# 600mg Tren + 500mg DNP ED Log



## John12345b (Jul 1, 2021)

thought I'd create a log since I never have 🤷‍♂️

Stats

5 ft 11
212lb
13 years lifting (on an off) started age 13
Bodyfat atm 15-20% (emotional eating)

Goal, drop between 185-190 should see me somewhere around 6%. Retain mass through very mild workouts, tren & no t3.


Current 3 days in 500mg ED, so accumulated DNP sits at 1013mg, which should be a 110% increase in metabolic rate.

Max accumulation will be 1350 ish, 1300 in another 4 days.

Diet is low carb, practically zero minus some fructose for liver

Supportive:

NAC 1000MG * 2
TUDCA 400MG * 2
MILK THISTLE 100MG SILYMARIN * 2
OMEGA 3 10ML (5G DHA, 3G EPA)
ACETYL L CARNITINE 500MG * 2
MULI VIT 100% * 3
1G LIPOSOMAL VIT C * 3

Extra goodies:

Xenical 120mg * whenever I eat a high fat meal (usually once or twice a day)

Daily calories (after accounting for Xenical) = 1900

Basal rate = 2800
Basal + dnp = 2800*2.1-3 (at max accumulation)
Total calories per day burnt not including mild workout - i am completely sedentary otherwise. I dont work. Well, not anything that requires more than 5 mins looking at my phoje per day.

Therefore, total cals burnt = 5880 currently, up to 6580 once max accumulation.

Eating 1900 = 4680 deficit = 1.33lb fat loss per day.

Should take 18 days.

Any other info your interested in lmk.

I will add my reasoning for zero carb

Dnp unregulates glycolosis, hence the drastic depletion you find on it.

Once blood glucose and stored glycogen are used, you cannot fuel glycolosis with your pyruvate.

This isn't to say you can't lose fat ewually as well with high carb dnp, you Will just be much warmer.

dnp is an uncoupler of oxidative phosphorylation which occurs within the mitochondria, obviously the dissipation of protons that cause the heat.

glycolosis and oxidative phosphorylation are both exergonic, meaning they both produce heat (without dnp) but as the rate of glycolosis ATP production is already normally quicker than OXYPH, and with DNP unregulating glycolosis, then its logical that glycolosis, carbs, pyruvate etc will make you warmer than protein of fat on DNP as these can only be used by the citric acid cycle, aside from protein conversion to glucose - gluconeogenesis - hence we keep protein at a moderate 1g/lb lean weight as tren and no t3 will be anticatabolic enough to prevent muslce waste. Therefore, diet should mostly be fat, as thus will enter the citric acid cycle through beta oxidation entering as acetyl coa. Hence, no glycolosis, less heat but equal uncoupling of oxidative phosphorylation.... essentially, fat and protein result in the same "energy loss" as carbs, but theyre are "spread out" compared to carbs, because glycolosis, already the fastest pathway is unregulated more so.

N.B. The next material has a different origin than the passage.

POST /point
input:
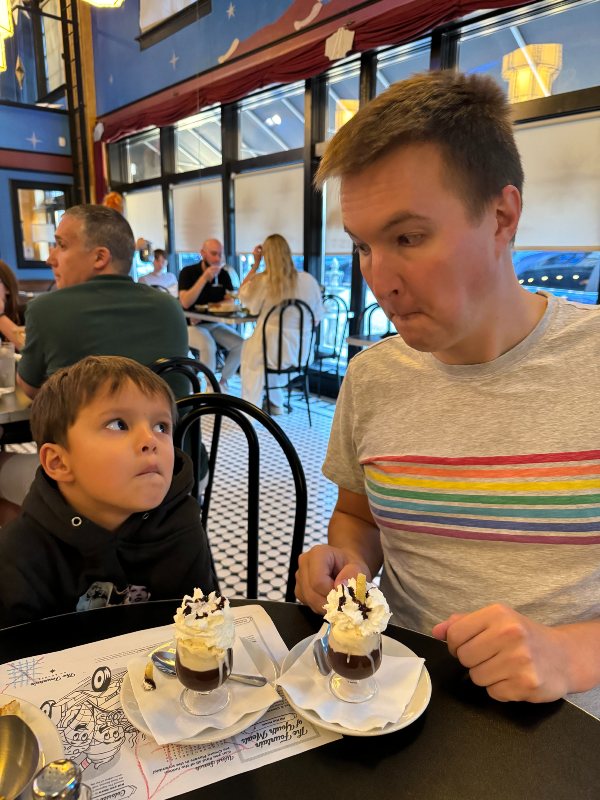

So. No carb = less body heat in a short window, but the same energy loss overall as protein and fat. Carbs just make things quite unbareable on dnp.



Will also be doing ace-083 after dnp 👌 lets see what happens with that one


----------



## John12345b (Jul 1, 2021)

Weigh in today @ 204.5lb
7.5lb down in 4 days

Sleeping alot! 17 hours last night. Workouts are extremely light after sunset during the coolest time of day. Mostly out of bordem, im not concerned with muscle loss as it will be minor. Anything lost will also come back within a couple of weeks once DNP is out or my system thanks to increased insulin sensitivity and myonuclei and the obvious androgens, increased androgen receptor response / sensitivity and increased androgen receptors overall.

Side effects so far:

1. Body heat, mostly 4-5 hours after doseage (1 tab 8am, second tab around 5pm)
2. Obv sweat
3. Fatigue, expected as I'm not supplementing T3
4. Very thirsty regardless of 8-10 litres per day of ice water
5. Wouldnt really say I have carb cravings simply because the consequence is so undesirable haha. If anything appetite is down overall, think this is fairly subjective to DNP users.

To combat heat:

1. 8-10 litres almost frozen water
2. I freeze hot water bottles and put them on my arteries, one between my groin when sleeping with a fan on me. Works a treat.
3. Cold showers
4. Wet kitchen tissue paper and freeze to place on forehead cheeks neck arteries etc. Dont last as long as the hit waterbottle but bring instant relief


----------



## John12345b (Jul 1, 2021)

Today I forgot to weigh in, not a concern though everything else has been the same.


We've had a heatwave here but its passed now an we're back down to low 20's c, high teens... soo ill be upping to 750mg / day, 1 8am, 1 4pm, 1 10/11pm before I sleep.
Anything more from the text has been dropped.